Give and Joni Schaefer have organized 10 mission trips to Russia since 2008. They have taught English in Siberia as a means of opening gospel discussions. But when the invasion of Ukraine cut off travel to Russia for Americans, the Schaefers looked for other ways to use their unique skills.

The Illinois couple turned a little west to the Ukrainian refugees pouring into Poland.

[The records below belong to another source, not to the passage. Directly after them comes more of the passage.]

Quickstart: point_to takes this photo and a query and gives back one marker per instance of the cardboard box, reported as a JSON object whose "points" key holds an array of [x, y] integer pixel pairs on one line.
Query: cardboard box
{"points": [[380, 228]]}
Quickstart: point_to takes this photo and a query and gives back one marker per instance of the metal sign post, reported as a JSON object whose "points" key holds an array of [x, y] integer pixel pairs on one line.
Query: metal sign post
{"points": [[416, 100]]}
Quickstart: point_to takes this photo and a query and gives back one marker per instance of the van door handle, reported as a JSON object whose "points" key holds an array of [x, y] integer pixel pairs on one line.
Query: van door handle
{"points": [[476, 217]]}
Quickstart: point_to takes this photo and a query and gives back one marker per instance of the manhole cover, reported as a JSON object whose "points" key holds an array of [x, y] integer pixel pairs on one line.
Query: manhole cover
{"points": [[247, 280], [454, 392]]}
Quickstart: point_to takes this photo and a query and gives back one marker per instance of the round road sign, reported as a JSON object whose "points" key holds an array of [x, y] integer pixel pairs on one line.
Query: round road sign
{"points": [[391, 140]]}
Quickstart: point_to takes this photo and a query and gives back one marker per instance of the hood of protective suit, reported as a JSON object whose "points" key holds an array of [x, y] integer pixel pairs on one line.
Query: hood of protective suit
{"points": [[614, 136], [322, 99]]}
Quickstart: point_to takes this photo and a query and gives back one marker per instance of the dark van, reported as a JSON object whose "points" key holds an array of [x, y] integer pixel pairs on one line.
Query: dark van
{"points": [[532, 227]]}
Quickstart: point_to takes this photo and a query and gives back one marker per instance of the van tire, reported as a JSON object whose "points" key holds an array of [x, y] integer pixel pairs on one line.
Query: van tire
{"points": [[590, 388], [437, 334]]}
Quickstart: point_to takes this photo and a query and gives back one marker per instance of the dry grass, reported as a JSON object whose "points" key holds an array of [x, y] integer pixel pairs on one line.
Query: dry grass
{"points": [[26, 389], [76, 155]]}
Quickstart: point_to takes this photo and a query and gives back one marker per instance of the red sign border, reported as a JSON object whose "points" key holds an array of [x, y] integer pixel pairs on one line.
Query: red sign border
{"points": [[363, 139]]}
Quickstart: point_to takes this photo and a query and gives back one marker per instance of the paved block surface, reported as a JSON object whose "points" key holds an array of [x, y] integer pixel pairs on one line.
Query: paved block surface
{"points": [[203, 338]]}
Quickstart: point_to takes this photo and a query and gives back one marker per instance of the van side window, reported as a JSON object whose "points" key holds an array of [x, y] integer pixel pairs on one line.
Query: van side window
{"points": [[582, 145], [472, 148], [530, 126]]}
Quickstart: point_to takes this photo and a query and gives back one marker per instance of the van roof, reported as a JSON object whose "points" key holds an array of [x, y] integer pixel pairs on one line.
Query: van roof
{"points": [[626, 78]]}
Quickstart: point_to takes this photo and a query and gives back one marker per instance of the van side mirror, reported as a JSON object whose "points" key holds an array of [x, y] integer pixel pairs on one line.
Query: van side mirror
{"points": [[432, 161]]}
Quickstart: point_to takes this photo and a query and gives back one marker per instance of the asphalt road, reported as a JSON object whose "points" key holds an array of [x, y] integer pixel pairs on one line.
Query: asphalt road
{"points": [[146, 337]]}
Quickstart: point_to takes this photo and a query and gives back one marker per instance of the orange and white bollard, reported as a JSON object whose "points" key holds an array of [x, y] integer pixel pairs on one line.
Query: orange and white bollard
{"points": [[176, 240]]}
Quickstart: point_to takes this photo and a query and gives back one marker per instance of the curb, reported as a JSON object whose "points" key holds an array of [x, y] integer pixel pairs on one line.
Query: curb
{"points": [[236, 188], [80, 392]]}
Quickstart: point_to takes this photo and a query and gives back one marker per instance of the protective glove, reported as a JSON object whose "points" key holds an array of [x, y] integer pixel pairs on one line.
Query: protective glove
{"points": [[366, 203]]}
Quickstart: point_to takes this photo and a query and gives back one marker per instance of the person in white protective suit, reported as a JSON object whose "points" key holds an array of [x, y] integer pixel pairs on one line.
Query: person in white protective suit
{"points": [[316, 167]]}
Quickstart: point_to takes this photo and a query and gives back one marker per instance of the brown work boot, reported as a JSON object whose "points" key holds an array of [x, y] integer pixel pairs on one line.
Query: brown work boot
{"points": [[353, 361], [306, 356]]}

“English always appeals wherever you go,” Joni said, “because it’s the language of commerce and travel.” And for a nine-member mission team from the First Baptist Church of O’Fallon, it was the language of love—three classes a day.

“Things never turn out on a mission trip the way you think,” Joni said. In this case, the schedule was busier than ever, with classes for Ukrainian refugees in the morning, Polish adults in the evening after work, and a Bible club much like the vacation Bible school for children after work. -midday. “We used to take six months to prepare the team; this time we were eight weeks old.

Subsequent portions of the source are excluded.